好消息是热插拔今天在我们的一台服务器(主机名:www-1)上“正常工作”,这对我们来说非常罕见。这是 lspci 输出:
[root@www-1 ~]# lspci
00:00.0 RAM memory: nVidia Corporation MCP55 Memory Controller (rev a2)
00:01.0 ISA bridge: nVidia Corporation MCP55 LPC Bridge (rev a3)
00:01.1 SMBus: nVidia Corporation MCP55 SMBus (rev a3)
00:02.0 USB Controller: nVidia Corporation MCP55 USB Controller (rev a1)
00:02.1 USB Controller: nVidia Corporation MCP55 USB Controller (rev a2)
00:04.0 IDE interface: nVidia Corporation MCP55 IDE (rev a1)
00:05.0 IDE interface: nVidia Corporation MCP55 SATA Controller (rev a3)
00:05.1 IDE interface: nVidia Corporation MCP55 SATA Controller (rev a3)
00:05.2 IDE interface: nVidia Corporation MCP55 SATA Controller (rev a3)
00:06.0 PCI bridge: nVidia Corporation MCP55 PCI bridge (rev a2)
00:08.0 Bridge: nVidia Corporation MCP55 Ethernet (rev a3)
00:09.0 Bridge: nVidia Corporation MCP55 Ethernet (rev a3)
00:0b.0 PCI bridge: nVidia Corporation MCP55 PCI Express bridge (rev a3)
00:0c.0 PCI bridge: nVidia Corporation MCP55 PCI Express bridge (rev a3)

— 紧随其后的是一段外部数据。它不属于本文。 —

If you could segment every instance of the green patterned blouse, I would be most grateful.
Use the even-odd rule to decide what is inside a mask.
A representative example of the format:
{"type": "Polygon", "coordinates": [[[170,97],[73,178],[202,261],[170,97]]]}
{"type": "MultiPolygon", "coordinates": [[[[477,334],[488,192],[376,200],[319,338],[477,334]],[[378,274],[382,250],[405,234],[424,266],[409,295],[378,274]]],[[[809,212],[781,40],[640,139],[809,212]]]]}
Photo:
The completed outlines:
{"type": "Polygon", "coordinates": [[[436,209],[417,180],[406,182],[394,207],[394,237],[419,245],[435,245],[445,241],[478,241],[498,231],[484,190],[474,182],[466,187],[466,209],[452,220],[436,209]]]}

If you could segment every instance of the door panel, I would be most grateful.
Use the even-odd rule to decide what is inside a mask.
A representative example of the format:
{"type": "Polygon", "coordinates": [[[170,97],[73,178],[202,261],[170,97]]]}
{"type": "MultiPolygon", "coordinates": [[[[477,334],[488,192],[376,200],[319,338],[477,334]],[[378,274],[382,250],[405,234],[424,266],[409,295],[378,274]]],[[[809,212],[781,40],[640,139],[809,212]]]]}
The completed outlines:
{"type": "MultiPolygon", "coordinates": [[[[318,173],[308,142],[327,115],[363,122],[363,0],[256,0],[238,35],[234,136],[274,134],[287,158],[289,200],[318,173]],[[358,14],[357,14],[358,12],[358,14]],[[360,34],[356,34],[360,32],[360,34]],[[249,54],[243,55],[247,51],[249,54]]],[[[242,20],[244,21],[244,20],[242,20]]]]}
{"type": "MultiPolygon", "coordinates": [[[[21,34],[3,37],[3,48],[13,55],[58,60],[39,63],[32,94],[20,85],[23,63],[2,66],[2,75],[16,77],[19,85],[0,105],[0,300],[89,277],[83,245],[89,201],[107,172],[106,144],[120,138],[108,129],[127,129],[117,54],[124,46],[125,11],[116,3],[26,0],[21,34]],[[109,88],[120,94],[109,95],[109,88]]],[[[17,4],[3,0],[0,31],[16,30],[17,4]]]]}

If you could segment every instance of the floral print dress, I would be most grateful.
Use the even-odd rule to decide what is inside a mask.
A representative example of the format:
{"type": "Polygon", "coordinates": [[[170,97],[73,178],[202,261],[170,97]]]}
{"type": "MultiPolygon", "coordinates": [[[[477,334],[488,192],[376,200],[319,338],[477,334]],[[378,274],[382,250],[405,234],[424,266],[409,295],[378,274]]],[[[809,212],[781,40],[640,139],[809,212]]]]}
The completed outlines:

00:0f.0 PCI bridge: nVidia Corporation MCP55 PCI Express bridge (rev a3)
00:18.0 Host bridge: Advanced Micro Devices [AMD] K10 [Opteron, Athlon64, Sempron] HyperTransport Configuration
00:18.1 Host bridge: Advanced Micro Devices [AMD] K10 [Opteron, Athlon64, Sempron] Address Map
00:18.2 Host bridge: Advanced Micro Devices [AMD] K10 [Opteron, Athlon64, Sempron] DRAM Controller
00:18.3 Host bridge: Advanced Micro Devices [AMD] K10 [Opteron, Athlon64, Sempron] Miscellaneous Control
00:18.4 Host bridge: Advanced Micro Devices [AMD] K10 [Opteron, Athlon64, Sempron] Link Control
00:19.0 Host bridge: Advanced Micro Devices [AMD] K10 [Opteron, Athlon64, Sempron] HyperTransport Configuration
00:19.1 Host bridge: Advanced Micro Devices [AMD] K10 [Opteron, Athlon64, Sempron] Address Map
00:19.2 Host bridge: Advanced Micro Devices [AMD] K10 [Opteron, Athlon64, Sempron] DRAM Controller
00:19.3 Host bridge: Advanced Micro Devices [AMD] K10 [Opteron, Athlon64, Sempron] Miscellaneous Control
00:19.4 Host bridge: Advanced Micro Devices [AMD] K10 [Opteron, Athlon64, Sempron] Link Control
03:00.0 VGA compatible controller: Matrox Graphics, Inc. MGA G200e [Pilot] ServerEngines (SEP1) (rev 02)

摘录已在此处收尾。